# Finally!(:



## emilieanne (Oct 15, 2012)

So, as probably all you know I have been waiting for my doe Sabrina to kid. 
Tonight around 430 went to go check on her and she was laying down. Tried to move her out of the horse's area; she didn't wanna get up. Eventually I got her up.








Was leaving and a guy was coming to pick up another doe so I got to talkin to him and we decided to put her in a stall. 
I walk to go find her in the woods; here she is;

















I tried to get her up, she wouldn't stay up. Made a bed, sat back down about 4 times. Finally I called for help and they decided to carry her to a stall. 
She laid in my lap, we (me and the guy that came [vivian]) were talkin, mom got mad and left. 
Sabrina was laying there, looked at me, looked behind her, her water broke and she got up & switched sides. 
Laid on me again. 
Few more moves and she was pushing









Out came baby 1, blue eyed doeling 
Another few pushes









Baby 2, blue eyed buckling. 
Sat there w/ baby 3 somewhat out of her like 45 seconds then 2 pushes and out comes baby 3









Blue eyed buckling 
{all this happened with in 45 min....} 
Here are more pictures; 
Oh and thank you to Vivian w/ capretta farms I believe is the name


----------



## MollyLue9 (Oct 14, 2012)

Emilie, I will make you a trade! lol gimme that girl!


----------



## emilieanne (Oct 15, 2012)

MollyLue9 said:


> Emilie, I will make you a trade! lol gimme that girl!


Hmm? Trade? 
Trade of what?(; 125$??(; oh an 10 cents. ?(;


----------



## clearwtrbeach (May 10, 2012)

:baby:


----------



## StarMFarm (Jan 17, 2013)

They are perfect!! Congrats on your new babies, glad everything went well


----------



## emilieanne (Oct 15, 2012)

Thanks guys 

And of course they are perfect! EVERY goat is perfect in my eyes


----------



## arigney (Feb 18, 2013)

So exciting!


----------



## boyd59 (Jan 19, 2013)

They are A-D-O-R-A-B-L-E!!!


----------



## emilieanne (Oct 15, 2012)

Haha thanks guys 

Oh & it was my first goat birth 
So serial!!


----------



## Used2bmimi (Oct 3, 2012)

oh sweet babies! congratulations!


----------



## NyGoatMom (Jan 26, 2013)

Congrats girl!! So happy for you!! :stars:


----------



## serenityfarmnm (Jan 6, 2013)

I'd take that girl for $125.10 in a heartbeat if you were closer!!


----------



## xymenah (Jul 1, 2011)

She sure did take her ole sweet time didn't she?
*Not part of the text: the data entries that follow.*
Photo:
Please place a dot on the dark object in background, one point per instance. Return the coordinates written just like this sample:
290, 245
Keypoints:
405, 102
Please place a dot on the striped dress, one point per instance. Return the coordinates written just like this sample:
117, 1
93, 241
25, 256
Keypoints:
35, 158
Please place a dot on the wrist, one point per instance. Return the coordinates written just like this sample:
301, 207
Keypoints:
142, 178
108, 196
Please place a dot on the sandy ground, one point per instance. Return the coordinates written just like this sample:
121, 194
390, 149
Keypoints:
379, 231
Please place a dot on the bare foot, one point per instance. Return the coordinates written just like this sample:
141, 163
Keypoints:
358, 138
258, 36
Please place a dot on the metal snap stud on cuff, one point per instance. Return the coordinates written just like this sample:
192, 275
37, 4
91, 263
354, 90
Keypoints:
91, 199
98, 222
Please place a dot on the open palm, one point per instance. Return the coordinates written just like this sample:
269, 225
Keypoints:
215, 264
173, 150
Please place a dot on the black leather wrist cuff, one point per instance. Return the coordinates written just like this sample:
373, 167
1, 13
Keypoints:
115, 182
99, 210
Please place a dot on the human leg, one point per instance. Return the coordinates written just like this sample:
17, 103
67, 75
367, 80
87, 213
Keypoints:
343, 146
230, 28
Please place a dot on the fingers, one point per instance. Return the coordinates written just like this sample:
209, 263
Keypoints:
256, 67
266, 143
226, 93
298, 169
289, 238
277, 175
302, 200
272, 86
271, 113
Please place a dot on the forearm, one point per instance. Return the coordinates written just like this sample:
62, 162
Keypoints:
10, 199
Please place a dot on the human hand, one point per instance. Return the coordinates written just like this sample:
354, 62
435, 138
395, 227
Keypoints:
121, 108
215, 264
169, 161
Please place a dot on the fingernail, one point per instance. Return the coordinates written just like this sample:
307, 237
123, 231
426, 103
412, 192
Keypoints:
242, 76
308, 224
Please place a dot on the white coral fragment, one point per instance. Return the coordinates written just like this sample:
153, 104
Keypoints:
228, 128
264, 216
Glad they finally decided to come out and join the world. Congrats.


----------



## emilieanne (Oct 15, 2012)

Thank you guys 

Inbetween the doeling and buckling #1, the doeling got right up and jumped in my lap


----------



## boyd59 (Jan 19, 2013)

the doeling got right up and jumped in my lap

That is the cutest thing I've ever heard!! i can't wait till our doe decides to kid..... ANYDAY now. just patiently waiting. *sigh*


----------



## emilieanne (Oct 15, 2012)

boyd59 said:


> the doeling got right up and jumped in my lap
> 
> That is the cutest thing I've ever heard!! i can't wait till our doe decides to kid..... ANYDAY now. just patiently waiting. *sigh*


It's hard!! 
An yeah, it was so cute I about melted!!


----------



## Goat Lover 98 (Mar 25, 2012)

Aww, so adorable! I just had my first Nigi doe kid last week. After having only Saanens for the last couple years, I was thinking "Wow, you guys sure you were done in there? I think you should go back in a grow a little more!" Congrats on the new little ones!


----------



## emilieanne (Oct 15, 2012)

Goat Lover 98 said:


> Aww, so adorable! I just had my first Nigi doe kid last week. After having only Saanens for the last couple years, I was thinking "Wow, you guys sure you were done in there? I think you should go back in a grow a little more!" Congrats on the new little ones!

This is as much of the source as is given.